I ran World of Warcraft through Linux MINT 13 using WINE 1.4 and got it to run, but my frame rates were down in the dirt with 9 to 15 frames per second as well as shader bugs and texture layers in the game would appear/disappear so changing camera angle for example while standing in the auction house in Stormwind a city on the game would cause everyone to lose their skin and be a black void with hair and clothing on. The funny thing though is that Night Elves with the glowing EYES showed as black voids with glowing eyes. This same computer that I tested for gaming with Linux, I had another hard drive already set up for it running Windows XP. For comparison purposes, I booted Windows XP SP3 and launched World of Warcraft and had good 40 to 60 frames per second because I had DirectX to use the full potential of the video card, as well as no bugs.
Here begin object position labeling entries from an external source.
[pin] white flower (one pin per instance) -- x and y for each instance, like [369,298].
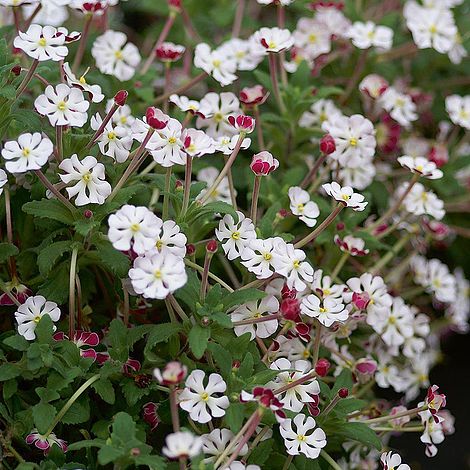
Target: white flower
[215,63]
[226,144]
[197,143]
[182,444]
[30,313]
[115,142]
[158,274]
[63,106]
[114,57]
[345,195]
[312,38]
[365,35]
[28,152]
[420,202]
[321,111]
[240,51]
[209,175]
[3,180]
[235,236]
[354,138]
[93,90]
[394,325]
[166,145]
[399,106]
[430,27]
[258,257]
[216,109]
[296,397]
[272,40]
[302,441]
[198,398]
[256,309]
[133,227]
[392,461]
[216,442]
[89,175]
[42,43]
[301,205]
[327,312]
[458,108]
[421,166]
[289,262]
[184,103]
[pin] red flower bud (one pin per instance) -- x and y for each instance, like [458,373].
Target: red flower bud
[120,97]
[212,246]
[16,70]
[322,366]
[327,144]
Until someone makes an open source DirectX module/addon for Linux, its crippled for 99% of the games that are out there 

If I were you, I'd give it a try, build up a system that has plenty of hardware resources to play the game if it were Windows, and instead install your choice of Distro, and then install Wine, and then try the game on Linux and report back with your findings. You may want to dual-boot to be able to test same as I did between Windows and Linux for the same game. When doing this you would want to install Windows to a fraction of the hard drives size such as you have a 160GB HDD and you allocate 80GB to Windows NTFS partition and then leave the other 80GB free and unpartitioned. Then install Linux and choice to install Linux to this free non partitioned 80GB space and have it use a bootloader like grub etc to give choice on boot for Windows or Whatever distro of Linux you install.
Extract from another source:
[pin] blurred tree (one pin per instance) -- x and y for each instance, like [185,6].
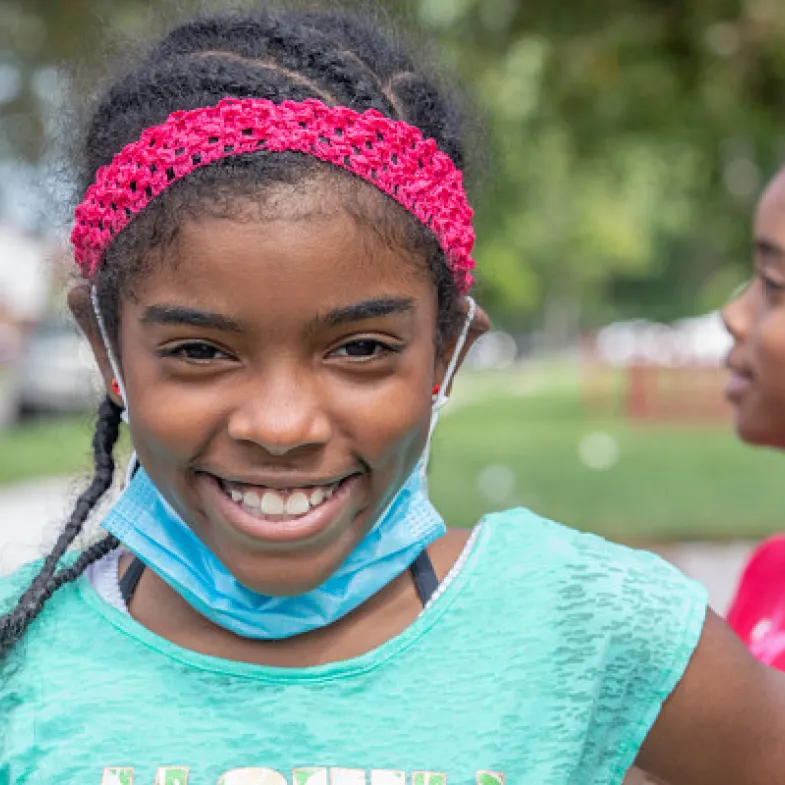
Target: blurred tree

*One thing that I did have to do for World of Warcraft that you would also likely have to do with CS:GO is copy the entire contents of the game to an external hard drive, and then import it to the Linux systems partition, then set up the EXE that is associated with the game to WINE so that it runs the game within WINE emu environment. I have yet to find sold in store CD/DVD games that will allow for you to install them to Linux the same as you would a windows computer. And if the games have registry entries the games will likely be broken as well on the linux side. World of Warcraft does not have any Windows Registry HOOKS to it like many other games that like to anchor to it with antipiracy features etc. With WoW the antipiracy feature is as simple as... you dont pay us your monthly membership ..... we dont allow for your credentials to play the game! STAND alone games are more prone to registry hooks to anchor that game to that system so that one friend cant copy the folder contents to another friends computer and run it etc.Did some research and it seems as though some people got it to play through WINE, but not sure of how well. The good thing is that the Steam Client is working to port games for Linux, so maybe they will port this one. Although if ported not sure if there would be a performance hit since there is no DirectX.I am GOING install Fedora and SEE how it works. Playing cs was one main reason why I didn't full set my HDD to Linux and fully uninstall windoze.